I woke up early this morning and started puttering around the house like I tend to do, trying to be as quiet as I could so as not to wake up the other people in the house who were still asleep. Anyway, I dropped a dish in the dishwasher a little louder than I wanted to and the plates clanked together rather loudly. Fortunately everyone managed to sleep through it, but I didn’t want to push my luck, so I decided to sit in the living room to read some news on my phone.
There are a lot of stories that hit my phone I really don’t need to be reading if I want to have a good day, and I try to avoid them whenever I can. Sometimes, like this morning, I find something that is good for me to read. It gets my mind working, and has me thinking about things in a different way than I have been.
The article I came across was about car dealerships. It was entitled “Car dealers could learn a lot from Starbucks, Grubhub and Amazon when it comes to customer service.” It was all about how to create a good ownership experience for your customers. Frankly it had a lot of good points and a few good ideas, but more importantly, it got me thinking. Then the questions came.

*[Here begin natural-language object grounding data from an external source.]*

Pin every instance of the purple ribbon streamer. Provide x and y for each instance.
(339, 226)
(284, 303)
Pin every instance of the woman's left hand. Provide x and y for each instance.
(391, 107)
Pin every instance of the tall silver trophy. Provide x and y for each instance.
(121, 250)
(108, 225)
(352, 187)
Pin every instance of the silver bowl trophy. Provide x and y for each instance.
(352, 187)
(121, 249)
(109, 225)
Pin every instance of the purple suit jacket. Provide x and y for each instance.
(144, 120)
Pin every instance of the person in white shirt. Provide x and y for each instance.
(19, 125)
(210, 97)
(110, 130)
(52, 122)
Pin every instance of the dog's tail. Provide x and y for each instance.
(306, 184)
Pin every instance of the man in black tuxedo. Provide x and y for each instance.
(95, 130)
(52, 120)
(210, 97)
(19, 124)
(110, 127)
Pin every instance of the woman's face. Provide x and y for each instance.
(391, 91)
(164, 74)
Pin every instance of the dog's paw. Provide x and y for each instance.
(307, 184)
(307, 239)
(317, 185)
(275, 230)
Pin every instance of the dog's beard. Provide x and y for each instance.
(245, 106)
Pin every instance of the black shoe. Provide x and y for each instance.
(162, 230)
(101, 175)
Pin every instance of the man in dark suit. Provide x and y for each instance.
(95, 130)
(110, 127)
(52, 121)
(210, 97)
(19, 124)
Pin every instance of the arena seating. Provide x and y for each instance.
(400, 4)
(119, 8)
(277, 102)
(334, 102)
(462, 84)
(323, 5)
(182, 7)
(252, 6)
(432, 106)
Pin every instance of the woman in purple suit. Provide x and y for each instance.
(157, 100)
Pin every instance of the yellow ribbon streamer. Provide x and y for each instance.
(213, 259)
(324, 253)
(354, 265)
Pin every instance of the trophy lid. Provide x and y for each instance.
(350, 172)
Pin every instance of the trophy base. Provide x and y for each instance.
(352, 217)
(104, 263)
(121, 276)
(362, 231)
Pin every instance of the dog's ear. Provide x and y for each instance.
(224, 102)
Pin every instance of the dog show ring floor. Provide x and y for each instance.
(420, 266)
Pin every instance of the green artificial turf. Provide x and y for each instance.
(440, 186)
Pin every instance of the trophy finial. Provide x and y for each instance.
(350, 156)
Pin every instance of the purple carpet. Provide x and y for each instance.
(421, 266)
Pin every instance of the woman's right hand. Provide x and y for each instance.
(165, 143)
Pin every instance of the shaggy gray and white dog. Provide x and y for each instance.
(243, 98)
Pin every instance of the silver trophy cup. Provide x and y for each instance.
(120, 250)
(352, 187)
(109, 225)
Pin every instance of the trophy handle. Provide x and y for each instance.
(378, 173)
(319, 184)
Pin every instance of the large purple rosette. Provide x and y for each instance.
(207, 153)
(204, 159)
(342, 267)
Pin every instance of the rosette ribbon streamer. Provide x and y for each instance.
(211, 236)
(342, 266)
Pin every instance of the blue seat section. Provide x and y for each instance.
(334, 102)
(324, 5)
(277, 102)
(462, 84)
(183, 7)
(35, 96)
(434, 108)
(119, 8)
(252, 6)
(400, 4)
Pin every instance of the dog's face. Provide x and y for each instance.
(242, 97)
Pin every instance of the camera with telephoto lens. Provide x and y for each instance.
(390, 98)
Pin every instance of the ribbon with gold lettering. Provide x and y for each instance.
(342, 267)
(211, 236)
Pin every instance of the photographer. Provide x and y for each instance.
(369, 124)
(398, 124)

What if we treated every one of OUR customers like we treat any and all Newmar customers? What would that cost us and what would it get us? Could we find a way to charge for it?
What if we had a way for our customers to book themselves service appointments on line? That could completely avoid the “I can’t get through, and no one called me back” that I hear every so often from customers.
Could we have all RV part orders tracked with the tracking status on line so customers could check where they are in the process of getting their repairs done? I know exactly when my amazon order will arrive with a click of a button. Why not the door handle on my fridge?
Think about the Pizza tracker from Domino’s Pizza. I can order on line, and I immediately get an icon of a guy making a pizza with a little moving red bar right below him. It tells me that they are processing my order, then making the pizza, then it is getting ready to ship, then it is on its way. I can almost time when to open my door as the delivery person comes walking up with the pizza.
What if we offered to pick up and deliver a customer’s RV for service work, for a fee? Or offered mobile service writers? Could that create a new revenue source for us, and would it automatically reduce the amount of time we stored customer’s units while we waited for parts to RVs that are still totally usable?
Would all of these things keep customers more informed, and at the same time free up our best people to do the revenue producing parts of their jobs? Wouldn’t that be better than keeping our people bogged down with phone calls to and from customers just to update them that the parts aren’t in yet, or that that we expect your RV to be done and ready to pick up next Tuesday?
Most importantly, what would be the customer experience? Would they be more or less likely to buy from us again?
What kind of a closing tool would that be for us?